My family and I are fairly new to the Payson community. I'm not normally the type to write Letters to the Editor, but after reading one of the front page stories titled, "Pet Owners outraged after brutal cat killing spree," I felt compelled to write this letter. My wife and I were horrified to hear of this killing spree. After reading the letter, my wife started to cry, thinking, "What if this was one of our pets?" It is the type of story that is hard to get out of my head.
I think everyone in our community needs to be "outraged." My children are grown now, and I'm thankful they are not attending Payson High School with these type of boys. The video shown at school of the teens killing a cat was particularly disturbing.
The editor's comment that this is "sociopathic" behavior is absolutely correct. I hope the high school is taking the necessary steps, possibly even expulsion, to make these teens and their parents realize the seriousness of this situation.
I also challenge the other students to come forward with any additional information they have about the boys' behavior. This type of thing cannot be tolerated.

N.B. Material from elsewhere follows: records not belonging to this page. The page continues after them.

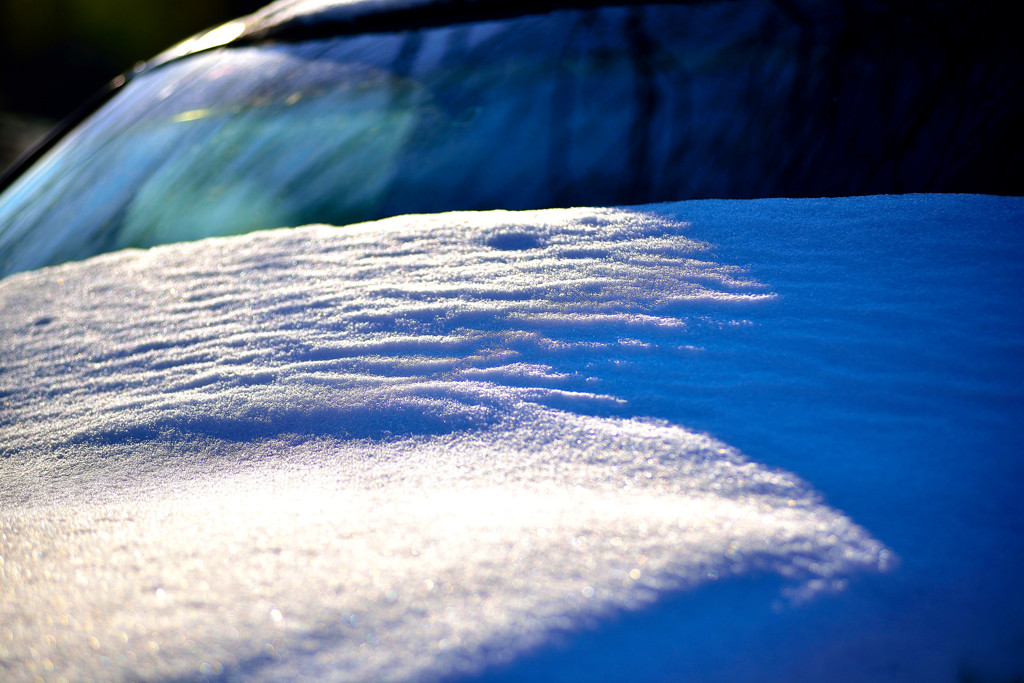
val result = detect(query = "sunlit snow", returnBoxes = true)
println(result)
[0,196,1024,680]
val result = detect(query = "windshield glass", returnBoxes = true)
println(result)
[0,2,1021,276]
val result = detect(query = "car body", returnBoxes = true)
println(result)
[0,0,1024,682]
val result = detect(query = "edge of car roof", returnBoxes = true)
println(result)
[0,0,738,193]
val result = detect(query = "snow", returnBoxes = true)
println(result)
[0,196,1024,681]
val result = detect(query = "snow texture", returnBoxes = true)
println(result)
[0,197,1024,680]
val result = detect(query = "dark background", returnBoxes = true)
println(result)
[0,0,269,170]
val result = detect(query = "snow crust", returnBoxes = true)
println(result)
[0,198,1024,680]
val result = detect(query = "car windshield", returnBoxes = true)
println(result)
[0,2,1021,276]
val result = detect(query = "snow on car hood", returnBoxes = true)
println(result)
[0,198,1024,680]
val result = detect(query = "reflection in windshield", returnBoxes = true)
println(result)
[0,2,1024,275]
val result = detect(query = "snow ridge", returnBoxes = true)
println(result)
[0,209,891,680]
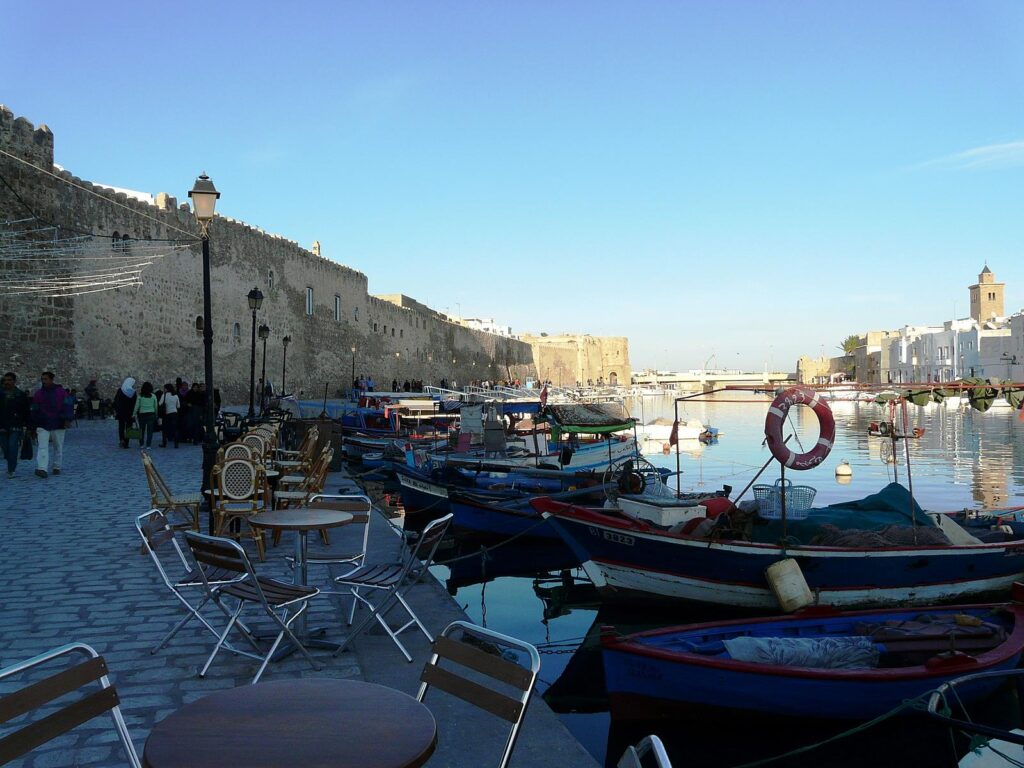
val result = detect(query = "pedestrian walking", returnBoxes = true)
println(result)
[114,376,138,447]
[0,371,32,477]
[132,381,160,447]
[32,371,69,477]
[160,384,181,447]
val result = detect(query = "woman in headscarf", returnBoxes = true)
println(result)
[114,376,135,447]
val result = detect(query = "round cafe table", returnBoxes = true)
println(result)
[249,507,352,657]
[142,678,437,768]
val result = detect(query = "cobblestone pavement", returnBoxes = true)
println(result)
[0,421,362,768]
[0,421,596,768]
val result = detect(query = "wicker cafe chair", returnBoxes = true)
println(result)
[416,622,541,768]
[334,513,454,662]
[615,734,672,768]
[0,643,141,768]
[211,459,266,560]
[140,451,203,530]
[135,509,260,653]
[273,447,334,547]
[185,530,319,685]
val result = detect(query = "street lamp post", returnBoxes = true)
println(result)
[259,323,270,416]
[281,336,292,395]
[352,347,355,392]
[247,288,263,419]
[188,172,220,535]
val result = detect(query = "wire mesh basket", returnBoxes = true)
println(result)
[754,480,818,520]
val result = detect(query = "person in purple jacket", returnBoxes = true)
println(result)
[32,371,68,477]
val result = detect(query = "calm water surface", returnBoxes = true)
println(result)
[428,393,1024,768]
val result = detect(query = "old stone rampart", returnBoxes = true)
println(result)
[0,106,536,402]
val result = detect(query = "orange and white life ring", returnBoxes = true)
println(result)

Our sympathies go out to the families who lost their pets. The Garners' story was very moving. It is hard enough to lose a pet to old age or illness, but to have one taken from you in such a cruel, brutal manner is quite another thing.
The boy's excuse for killing Moggie was that he thought it "looked" like a feral cat. Well, from the interview, it is obvious that he was not feral, but a loved companion. He was just an easy target for a boy who obviously has no respect or value for life.
Even if Moggie had been feral what right did this boy have to kill any cat?
The article mentions that Ms. Rogers has taken in feral cats, some of which are now missing. The only reason there are feral cats is because people do not spay or neuter their cats. I admire Ms. Rogers for taking care of these homeless animals and spending her own money to spay and neuter them.
Every cat we have ever owned was a stray, homeless and just needed a chance in life. Each one -- once adopted, spayed or neutered -- turned out to be a wonderful and treasured pet.
I urge the police, courts, school officials and Payson Humane Society to take all the necessary steps to see that these boys' evil acts are stopped.